Die Herren der GröStaZ

Bundeskanzler Werner Faymann sitzt angeblich wieder fester im Sattel. Reinhold Mitterlehner reitet gemütlich in den Sonnenuntergang.

Die Innenpolitik und ihre Repräsentanten haben einen Selbstschutzmechanismus eingebaut: eine im passenden Moment verlässlich einsetzende kollektive Amnesie. Anders ist die Reaktion der Sozialdemokratie nicht zu verstehen. Vor wenigen Monaten demütigte sie ihren Chef Werner Faymann beim Parteitag. Einen echten Grund für die erniedrigende Strafaktion gab es nicht, außer, dass Werner Faymann Werner Faymann ist. Die Genossen prophezeiten ihrem „Chef“ das Aus, sollte er keine Reichen-, Erbschafts- und Vermögensteuern durchsetzen.

Nun wissen wir, dass weder das eine noch das andere neu besteuert wird. Von der Reichensteuer sind gerade einmal 400 Einkommensmillionäre geblieben, die befristet mehr Steuern zahlen. (Was reichen wird, damit Österreich als Höchststeuerland auf der schwarzen Liste landet.) Und was ist mit Faymann? Er sitze vorerst wieder fest im Sattel, sagen sie in der Partei. Zustimmung im Parteipräsidium und -vorstand für Umfallen und Aufgabe?

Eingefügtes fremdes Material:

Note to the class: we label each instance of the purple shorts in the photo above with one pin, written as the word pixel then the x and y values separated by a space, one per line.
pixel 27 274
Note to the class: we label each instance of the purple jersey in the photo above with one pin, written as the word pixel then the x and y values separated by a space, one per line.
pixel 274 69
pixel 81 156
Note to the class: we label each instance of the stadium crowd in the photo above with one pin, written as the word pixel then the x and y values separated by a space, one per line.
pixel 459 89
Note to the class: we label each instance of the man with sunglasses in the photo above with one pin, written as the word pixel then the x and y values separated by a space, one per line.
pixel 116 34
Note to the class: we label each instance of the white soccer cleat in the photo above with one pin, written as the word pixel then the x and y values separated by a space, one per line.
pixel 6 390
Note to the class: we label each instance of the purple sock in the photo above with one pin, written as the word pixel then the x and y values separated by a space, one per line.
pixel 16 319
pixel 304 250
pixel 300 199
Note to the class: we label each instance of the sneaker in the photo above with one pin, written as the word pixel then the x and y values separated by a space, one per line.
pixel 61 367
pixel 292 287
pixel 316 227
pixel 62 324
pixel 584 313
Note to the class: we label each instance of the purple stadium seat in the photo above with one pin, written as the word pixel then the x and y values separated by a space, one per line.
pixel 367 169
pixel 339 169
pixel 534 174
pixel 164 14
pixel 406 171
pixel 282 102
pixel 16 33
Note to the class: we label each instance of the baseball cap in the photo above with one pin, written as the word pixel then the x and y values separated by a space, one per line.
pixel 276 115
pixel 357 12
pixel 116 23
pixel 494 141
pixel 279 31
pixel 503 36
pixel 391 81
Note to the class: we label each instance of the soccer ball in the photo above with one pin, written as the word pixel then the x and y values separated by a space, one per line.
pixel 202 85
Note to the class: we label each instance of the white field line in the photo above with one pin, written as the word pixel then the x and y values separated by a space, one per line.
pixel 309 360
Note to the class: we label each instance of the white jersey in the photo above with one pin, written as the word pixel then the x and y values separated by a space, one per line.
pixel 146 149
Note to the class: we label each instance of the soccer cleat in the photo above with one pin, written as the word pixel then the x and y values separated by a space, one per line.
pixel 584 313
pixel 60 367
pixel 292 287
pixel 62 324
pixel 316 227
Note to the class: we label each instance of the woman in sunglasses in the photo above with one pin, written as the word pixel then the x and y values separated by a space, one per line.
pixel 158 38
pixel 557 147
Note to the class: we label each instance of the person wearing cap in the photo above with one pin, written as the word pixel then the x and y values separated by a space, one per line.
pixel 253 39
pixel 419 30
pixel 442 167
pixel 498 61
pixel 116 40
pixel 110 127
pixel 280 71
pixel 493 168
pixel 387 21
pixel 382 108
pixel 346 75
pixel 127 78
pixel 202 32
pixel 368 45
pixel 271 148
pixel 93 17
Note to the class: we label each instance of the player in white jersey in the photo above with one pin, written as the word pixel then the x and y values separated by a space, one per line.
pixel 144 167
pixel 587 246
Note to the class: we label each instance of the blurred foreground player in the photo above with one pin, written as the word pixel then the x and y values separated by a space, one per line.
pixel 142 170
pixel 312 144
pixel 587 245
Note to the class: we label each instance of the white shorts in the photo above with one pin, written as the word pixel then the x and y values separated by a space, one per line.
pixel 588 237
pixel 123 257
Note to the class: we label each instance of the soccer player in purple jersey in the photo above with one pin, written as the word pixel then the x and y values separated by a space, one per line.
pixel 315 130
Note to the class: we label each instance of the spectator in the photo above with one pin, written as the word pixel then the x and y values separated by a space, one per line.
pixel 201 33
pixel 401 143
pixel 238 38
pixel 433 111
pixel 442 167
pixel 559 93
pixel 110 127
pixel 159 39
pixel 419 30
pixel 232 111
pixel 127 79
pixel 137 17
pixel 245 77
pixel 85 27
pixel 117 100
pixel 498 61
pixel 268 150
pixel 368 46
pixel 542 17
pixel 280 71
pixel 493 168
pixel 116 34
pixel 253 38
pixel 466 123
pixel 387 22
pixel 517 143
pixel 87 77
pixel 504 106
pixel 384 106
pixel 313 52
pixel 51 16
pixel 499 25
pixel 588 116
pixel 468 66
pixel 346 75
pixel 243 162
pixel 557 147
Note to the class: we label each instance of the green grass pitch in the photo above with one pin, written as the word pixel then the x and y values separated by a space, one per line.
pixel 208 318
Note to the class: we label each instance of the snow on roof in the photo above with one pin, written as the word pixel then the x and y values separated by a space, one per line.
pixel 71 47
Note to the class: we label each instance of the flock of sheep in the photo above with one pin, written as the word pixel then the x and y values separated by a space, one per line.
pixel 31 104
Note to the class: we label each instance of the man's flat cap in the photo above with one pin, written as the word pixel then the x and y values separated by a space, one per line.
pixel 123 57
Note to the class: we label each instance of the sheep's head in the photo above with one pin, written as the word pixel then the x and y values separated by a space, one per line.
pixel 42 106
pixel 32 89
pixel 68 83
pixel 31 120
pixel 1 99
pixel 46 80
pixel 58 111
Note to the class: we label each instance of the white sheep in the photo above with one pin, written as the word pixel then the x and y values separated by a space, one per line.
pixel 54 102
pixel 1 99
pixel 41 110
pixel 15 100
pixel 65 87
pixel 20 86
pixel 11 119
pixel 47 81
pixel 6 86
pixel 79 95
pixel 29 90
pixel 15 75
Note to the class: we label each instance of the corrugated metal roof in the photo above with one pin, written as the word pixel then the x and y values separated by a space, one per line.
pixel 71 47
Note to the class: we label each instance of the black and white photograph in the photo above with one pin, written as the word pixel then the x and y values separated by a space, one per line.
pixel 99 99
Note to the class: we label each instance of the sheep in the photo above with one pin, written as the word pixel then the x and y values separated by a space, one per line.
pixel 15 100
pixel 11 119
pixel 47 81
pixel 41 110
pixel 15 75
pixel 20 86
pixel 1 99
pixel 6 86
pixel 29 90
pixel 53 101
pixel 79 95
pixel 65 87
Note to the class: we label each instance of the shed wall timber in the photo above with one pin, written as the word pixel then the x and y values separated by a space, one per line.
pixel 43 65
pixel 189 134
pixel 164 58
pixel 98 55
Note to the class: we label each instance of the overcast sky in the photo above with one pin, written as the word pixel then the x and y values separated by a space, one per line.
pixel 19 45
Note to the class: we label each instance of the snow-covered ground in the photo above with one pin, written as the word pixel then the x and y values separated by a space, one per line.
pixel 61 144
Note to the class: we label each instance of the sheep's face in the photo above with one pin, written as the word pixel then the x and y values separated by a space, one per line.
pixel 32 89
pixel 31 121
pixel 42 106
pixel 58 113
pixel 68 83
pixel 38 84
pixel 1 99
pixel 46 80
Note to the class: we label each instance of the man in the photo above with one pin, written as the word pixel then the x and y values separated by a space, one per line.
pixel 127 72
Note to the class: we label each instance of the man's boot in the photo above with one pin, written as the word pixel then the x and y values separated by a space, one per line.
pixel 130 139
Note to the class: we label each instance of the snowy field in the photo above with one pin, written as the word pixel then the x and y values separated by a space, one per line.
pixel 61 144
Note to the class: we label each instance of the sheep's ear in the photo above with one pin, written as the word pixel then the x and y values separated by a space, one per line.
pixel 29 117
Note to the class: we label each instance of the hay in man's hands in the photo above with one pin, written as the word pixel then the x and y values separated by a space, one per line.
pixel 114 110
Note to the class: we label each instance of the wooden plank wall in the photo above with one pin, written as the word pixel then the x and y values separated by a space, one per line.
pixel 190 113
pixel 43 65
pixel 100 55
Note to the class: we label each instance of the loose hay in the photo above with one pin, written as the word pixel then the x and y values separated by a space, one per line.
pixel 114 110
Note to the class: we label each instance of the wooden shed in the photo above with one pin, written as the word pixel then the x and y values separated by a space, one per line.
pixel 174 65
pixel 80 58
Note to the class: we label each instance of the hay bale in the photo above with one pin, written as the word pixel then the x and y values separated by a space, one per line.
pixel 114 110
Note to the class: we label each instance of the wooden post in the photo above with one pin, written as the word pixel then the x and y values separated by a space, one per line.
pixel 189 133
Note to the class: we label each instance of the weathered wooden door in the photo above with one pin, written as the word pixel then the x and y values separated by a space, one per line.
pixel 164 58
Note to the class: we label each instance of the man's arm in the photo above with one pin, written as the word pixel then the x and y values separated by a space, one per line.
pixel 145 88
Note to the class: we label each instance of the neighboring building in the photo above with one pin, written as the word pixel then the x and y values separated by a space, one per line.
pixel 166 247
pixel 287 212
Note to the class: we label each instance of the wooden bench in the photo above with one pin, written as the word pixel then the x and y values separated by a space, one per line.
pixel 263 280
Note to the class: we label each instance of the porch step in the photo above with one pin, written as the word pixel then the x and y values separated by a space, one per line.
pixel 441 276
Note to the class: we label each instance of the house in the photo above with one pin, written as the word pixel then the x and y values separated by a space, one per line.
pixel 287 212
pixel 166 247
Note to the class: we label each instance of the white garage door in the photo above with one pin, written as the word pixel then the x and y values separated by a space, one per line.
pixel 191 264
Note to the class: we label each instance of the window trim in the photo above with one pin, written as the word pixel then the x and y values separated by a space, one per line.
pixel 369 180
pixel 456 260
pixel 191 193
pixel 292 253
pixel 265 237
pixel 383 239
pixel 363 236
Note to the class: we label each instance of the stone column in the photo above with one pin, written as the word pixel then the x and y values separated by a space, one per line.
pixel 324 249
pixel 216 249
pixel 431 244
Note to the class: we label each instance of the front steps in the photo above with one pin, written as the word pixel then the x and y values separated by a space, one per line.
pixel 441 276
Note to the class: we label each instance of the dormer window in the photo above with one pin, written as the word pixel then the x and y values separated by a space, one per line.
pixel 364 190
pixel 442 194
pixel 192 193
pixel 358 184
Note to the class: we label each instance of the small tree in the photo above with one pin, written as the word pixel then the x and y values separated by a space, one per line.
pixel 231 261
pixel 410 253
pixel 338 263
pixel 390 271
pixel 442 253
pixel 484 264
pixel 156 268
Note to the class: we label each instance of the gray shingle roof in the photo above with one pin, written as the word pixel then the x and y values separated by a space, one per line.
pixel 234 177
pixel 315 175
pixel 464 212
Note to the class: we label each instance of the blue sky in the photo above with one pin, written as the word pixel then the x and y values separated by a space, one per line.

Glauben sie die PR-Mär von der „größten Steuerreform aller Zeiten“?

Dieses Vergessen kann nur mit den wichtigsten Vorgängen der Menschheitsgeschichte Österreichs in Zusammenhang stehen: Gefeierte Großfürsten, edle und schöne Landeshauptleute werden samt gewaltigen Thinktanks, Landtage genannt, gewählt. Dafür gibt es Lohnsteuersenkungen und Schonzeit für Faymann. In der ÖVP verhält es sich anders: Die Partei hat sich daran gewöhnt, bei wichtigen Entscheidungen zum Thema Steuer einzuknicken. Nun herrscht fast Angst vor der eigenen Courage. Eigentlich wäre sie doch nicht so schlecht gewesen, die neue Steuer auf Stiftungen und große Erbschaften, raunzen nicht wenige im ÖAAB. Die Klein- und vor allem Mittelbetriebe, ohnehin lang leidende Stiefkinder der ÖVP, kommen stattdessen zum Handkuss – quasi entgegengesetzt zur skizzierten Länder-SPÖ-Logik: Die Wirtschaftskammer hat schon gewählt, der ÖVP-Wirtschaftsbund wurde bestätigt, da kann die Klientel ruhig ein wenig bluten. Dass Aktieninvestitionen und damit etwa auch private Altersvorsorge noch stärker besteuert werden, zeigt die antiliberale Handschrift des Pakets der beiden Parteien.

Die Bauern erregen sich ebenfalls, auch wenn sie – noch! – nur marginal betroffen sind. Nur die Beamtengewerkschafter sind ruhig, aber die Präsentation war schon Freitagabend – also im tiefsten Wochenende. Das dürfte sich rasch ändern, wenn die personellen Sparmaßnahmen in allen Bundesstellen und an Unis bekannt werden. Reinhold Mitterlehner, der dieser Tage zum Django-Kinoabend geladen hat, geht ein ziemlich hohes Risiko ein: Bundesländer, WKO und die Beamten zu fordern ergab bisher keinen sehr bekömmlichen Cocktail für einen ÖVP-Chef. Aber vielleicht schickt Mitterlehner einfach immer Hans Jörg Schelling vor.

Wirklich Sorgen müssen SPÖ und ÖVP sich ohnehin nicht machen. Wer die TV-Debatte der Klubobleute am Freitagabend verfolgte, durfte feststellen: Die Oppositionschefs sind mindestens so müde wie die Steuerverhandler. Ab Montag sollten wir uns neue politische (Reform-)Themen suchen. Oder wir blicken besser ins Ausland – wo es echte Steuerreformen gegeben hat und gibt.